Yoga Pose of the Week – Focus on the Ankles, Hips and Groin

Do you find yourself uncomfortable in the bottom of a squat? Unable to keep your heels down at the bottom, or get low? This yoga pose is for you!

Our featured pose of the week is a deep yoga squat (Malasana). You may be thinking, how can a squat be part of my stretching routine when I do squats for strength? Well, holding the bottom position of a squat is mobility work in itself!

Your position in the deep yoga squat may differ slightly from your regular squat stance at the gym. For this squat, you can relax into the bottom a bit more, rather than stay completely active through the core and legs. Also, the knees may be wider than in your gym squat, since we are working to stretch the groin and hips. Since you likely won’t have shoes on, you are also working your ankle dorsiflexion much more than you would when squatting in your workout.

Overall, there are so many benefits to the deep yoga squat. Stretching the ankles, hips and groin are some of the key targeted areas. Also, strengthening the back as it stays upright in this somewhat uncomfortable position, which can actually help with low back pain.


  • Find a stance with your feet just wider than your hips, toes facing slightly out.
  • Next, bend your knees and sit your hips down, as far as you can.
  • If your heels come off the ground as you squat, you can sit on a block, or pillow to keep the heels rooted down.
  • Keep your back as straight as possible without rounding forward.
  • Bring the palms together at your chest and use your elbows to gently press your knees away, intensifying the stretch.
  • Breathe deeply and hold this pose for about 1-3 minutes.
  • To come out of this pose, activate the legs and slowly stand all the way back up.

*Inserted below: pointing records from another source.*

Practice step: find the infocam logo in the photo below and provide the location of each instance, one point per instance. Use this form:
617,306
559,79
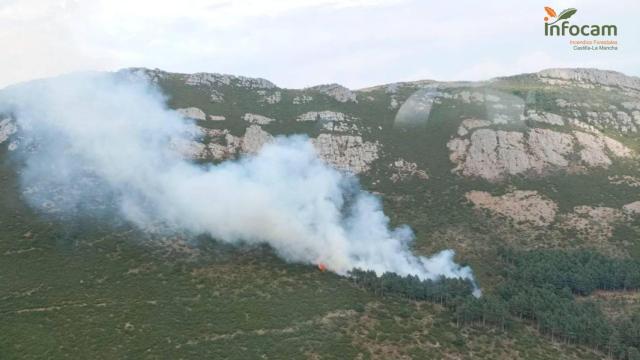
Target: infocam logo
558,25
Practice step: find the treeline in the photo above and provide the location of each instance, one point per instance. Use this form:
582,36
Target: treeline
442,291
539,286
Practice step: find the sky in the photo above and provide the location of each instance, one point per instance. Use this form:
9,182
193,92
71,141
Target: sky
299,43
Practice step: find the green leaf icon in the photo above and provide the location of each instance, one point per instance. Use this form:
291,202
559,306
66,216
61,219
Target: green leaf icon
565,14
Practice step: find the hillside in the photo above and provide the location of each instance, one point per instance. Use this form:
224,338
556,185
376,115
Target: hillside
545,161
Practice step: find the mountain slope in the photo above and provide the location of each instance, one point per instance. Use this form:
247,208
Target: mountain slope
544,160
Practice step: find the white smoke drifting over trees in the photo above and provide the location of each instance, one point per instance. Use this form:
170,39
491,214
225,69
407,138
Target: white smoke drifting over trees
105,138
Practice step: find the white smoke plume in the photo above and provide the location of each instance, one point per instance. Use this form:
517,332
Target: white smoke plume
104,139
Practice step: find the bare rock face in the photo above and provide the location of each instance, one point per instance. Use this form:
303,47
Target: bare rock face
257,119
495,154
593,149
192,113
254,138
593,222
302,99
214,79
404,170
592,76
330,120
336,91
491,154
545,118
345,152
524,207
7,128
550,147
269,98
322,116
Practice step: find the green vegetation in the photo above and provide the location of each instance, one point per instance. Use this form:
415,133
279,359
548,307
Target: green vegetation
94,289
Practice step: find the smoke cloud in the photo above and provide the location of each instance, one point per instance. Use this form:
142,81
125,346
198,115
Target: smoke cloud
102,142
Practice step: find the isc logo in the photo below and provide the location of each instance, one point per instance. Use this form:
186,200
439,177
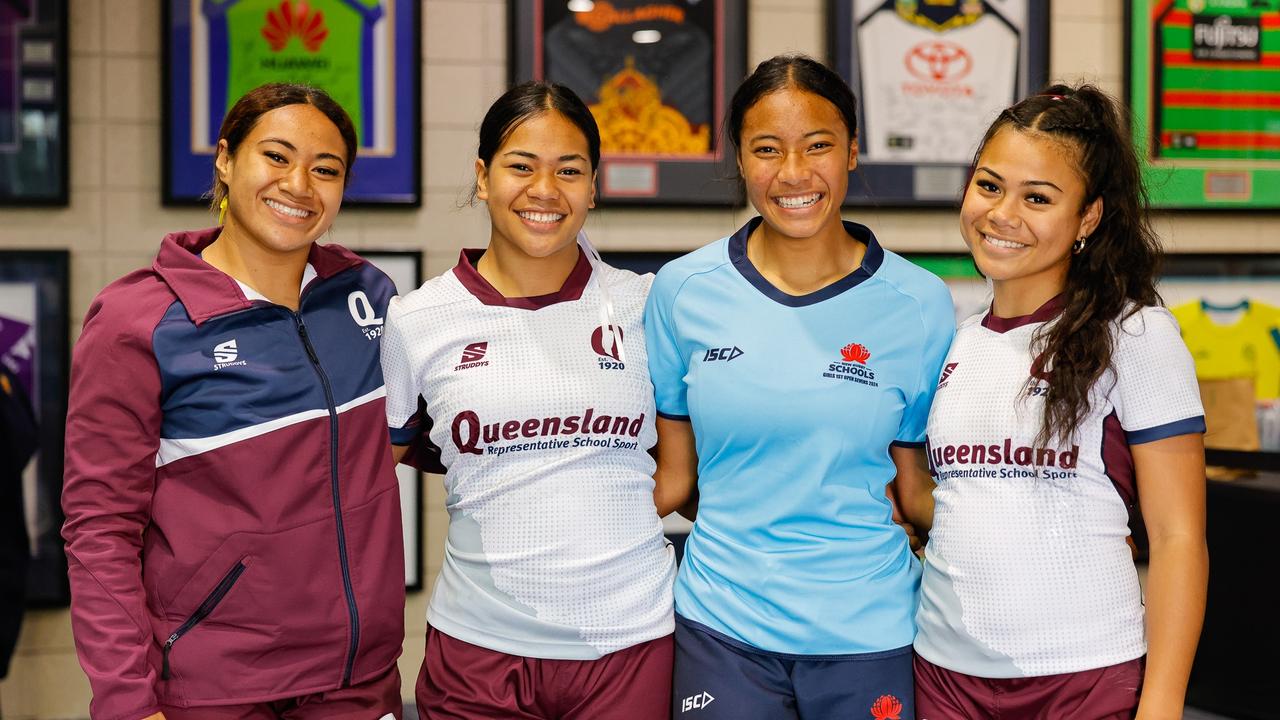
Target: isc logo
696,701
721,354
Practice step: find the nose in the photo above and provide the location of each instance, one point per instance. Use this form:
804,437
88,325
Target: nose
795,168
542,186
296,181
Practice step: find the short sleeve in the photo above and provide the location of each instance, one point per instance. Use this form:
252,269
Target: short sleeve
938,320
1155,395
667,364
402,390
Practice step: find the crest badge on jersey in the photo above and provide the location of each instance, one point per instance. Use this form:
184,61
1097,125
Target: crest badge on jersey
853,365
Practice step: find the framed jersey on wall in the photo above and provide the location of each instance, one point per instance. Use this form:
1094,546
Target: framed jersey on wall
33,159
364,53
658,77
1203,82
929,78
35,351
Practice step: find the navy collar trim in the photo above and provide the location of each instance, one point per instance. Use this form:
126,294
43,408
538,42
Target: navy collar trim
872,260
1051,309
475,283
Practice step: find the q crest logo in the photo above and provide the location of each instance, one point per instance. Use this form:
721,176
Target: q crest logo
364,314
853,365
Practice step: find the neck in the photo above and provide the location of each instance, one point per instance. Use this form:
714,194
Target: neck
278,276
516,274
1015,299
804,265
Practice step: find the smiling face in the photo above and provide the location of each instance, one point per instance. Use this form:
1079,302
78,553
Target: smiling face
539,186
795,154
284,181
1020,215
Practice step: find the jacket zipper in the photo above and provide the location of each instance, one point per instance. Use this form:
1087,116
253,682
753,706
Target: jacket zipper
352,613
208,606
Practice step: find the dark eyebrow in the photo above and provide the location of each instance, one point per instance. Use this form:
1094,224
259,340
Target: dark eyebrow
534,155
995,174
810,133
289,145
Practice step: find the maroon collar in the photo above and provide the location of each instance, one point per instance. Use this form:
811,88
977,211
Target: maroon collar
1045,313
475,283
205,291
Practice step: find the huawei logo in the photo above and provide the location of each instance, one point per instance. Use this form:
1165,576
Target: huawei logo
887,707
292,19
854,352
938,60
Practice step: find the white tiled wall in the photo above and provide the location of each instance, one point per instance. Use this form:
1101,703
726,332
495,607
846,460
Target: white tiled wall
115,219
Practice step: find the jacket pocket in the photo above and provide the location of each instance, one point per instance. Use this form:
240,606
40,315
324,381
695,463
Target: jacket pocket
202,611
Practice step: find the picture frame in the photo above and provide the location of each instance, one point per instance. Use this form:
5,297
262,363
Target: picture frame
1196,81
929,78
658,78
405,269
364,53
33,104
35,347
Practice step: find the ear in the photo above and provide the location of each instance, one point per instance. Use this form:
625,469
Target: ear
1091,217
223,160
481,181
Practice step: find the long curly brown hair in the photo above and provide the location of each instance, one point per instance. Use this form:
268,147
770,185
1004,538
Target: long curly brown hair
1115,274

  • You can place your hands on the ground or a block/wall/table in front of you for more support.
  • If your heels really want to come off the ground, you can roll up a yoga mat or blanket to place underneath them, eventually working to lower the hips and keep the heels down as long as possible.
  • Play around with your stance. Find what is most comfortable to you, and where you feel the most stretch.
  • If you feel pain, pull back and raise the hips.

Give this pose a try, it has lots of carryover to strength work and proper form in the gym!